Mit den Gesetzen dieser Logik hat Lewis Carroll in "Alice hinter den Spiegeln" die Öffentlichkeit bekannt gemacht: "Wenn das keine Glocke ist." - "Ich verstehe nicht, was Sie mit Glocke meinen", sagte Alice. - Goggelmoggel lächelte verächtlich: "Wie solltest Du auch - ich meinte: Wenn das kein einmalig schlagender Beweist ist!" - "Aber Glocke heißt doch gar nicht einmalig schlagender Beweis", wandte Alice ein. "Wenn ich ein Wort gebrauche", sagte Goggelmoggel in recht hochmütigem Ton, "dann heißt es genau, was ich für richtig halte - nicht mehr und nicht weniger." - "Es fragt sich nur", sagte Alice, "ob man Wörter einfach etwas anderes heißen kann." - "Es fragt sich nur", sagte Goggelmoggel, "wer der Stärkere ist, weiter nichts."
Diese Frage glaubte die US-Regierung seit den Anschlägen vom 11. September 2001 beantwortet zu haben. Sie ließ kaum etwas unversucht, die Autorität des Völkerrechts der Macht des durch den "Anti-Terror-Krieg" geschaffenen Faktischen zu unterstellen, sie zu suspendieren, sofern sie sich störend, also disziplinierend, bemerkbar machte, sie zu desavouieren, wo sie sich im Namen der Demokratie und Menschenrechte dem Kreuzzug für Demokratie und Menschenrechte in den Weg zu stellen versuchte. Den hybriden Versuch, eine vermeintlich überlegene Moral gegen das Völkerrecht auszuspielen, haben beide mit ihrem Zusammenbruch bezahlt: das Völkerrecht mit der ersten Rakete, die die "Koalition der Willigen" seinerzeit auf Bagdad abgeschossen hat, die Moral unter der Flut von Bildern, die von amerikanischen Bewachern gefolterte irakische Gefangene in Abu Ghoreib zeigten, und unter den unaufhörlichen Berichten über die lebenden Toten von Guantanamo. Das erstere hat die US-Regierung nicht nur in Kauf genommen, sondern gezielt herbeigeführt - das Völkerrecht erschien ihr als Vorwand der Weltgemeinschaft, der Supermacht und deren bewehrter Moral in den Arm zu fallen. Der Bankrott dieser Moral aber, der sich in den Fotos von Abu Ghoreib und den Nachrichten aus Guantanamo manifestiert, hat nicht nur den Militäreinsatz im Irak und den "war on terror" gleichermaßen delegitimiert, unausgesprochen, aber unüberhörbar verkündet er die Botschaft, die dieser so genannte "war on terror" nur mehr bereit hält: Folter oder Barbarei.

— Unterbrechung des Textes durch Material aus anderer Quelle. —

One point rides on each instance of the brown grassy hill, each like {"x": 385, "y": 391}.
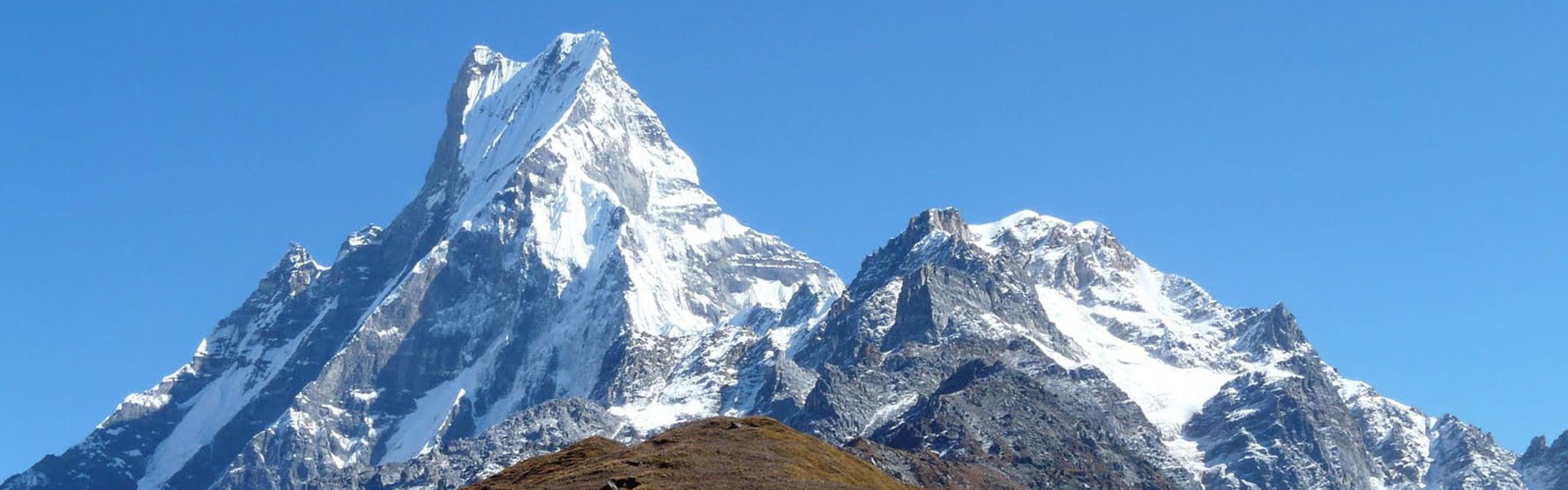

Ein Staat kann Gefangenen alle Rechte verweigern, er kann sie ohne Angabe von Gründen, unbefristet und ohne juristische Kontrolle in ein Lager sperren - aber er kann das nicht als Rechtsstaat tun. Ein Staat kann, sofern er die militärischen Mittel hat, das Völkerrecht torpedieren, er kann Unverdächtige zu Verdächtigen, Verdächtige zu Terroristen und Terroristen zu Vogelfreien erklären - das kann er, aber er kann es nicht im Namen der Demokratie und der Menschenrechte. Ein Staat kann den Angriffskrieg zur Notwehr erklären, er kann zum Schutz der Zivilbevölkerung Zivilisten massakrieren, er kann die Folter als "strenges Verhör" deklarieren und das "strenge Verhör" als Gebot der Stunde - aber die einzige Logik, auf die er sich dabei berufen kann, ist die Logik des Wahns. Das Lager von Guantanamo ist ihr Symbol, die drei Selbstmörder sind ihre Konsequenzen. Mit Guantanamo hat die US-Regierung Goggelmoggel ein Denkmal gesetzt.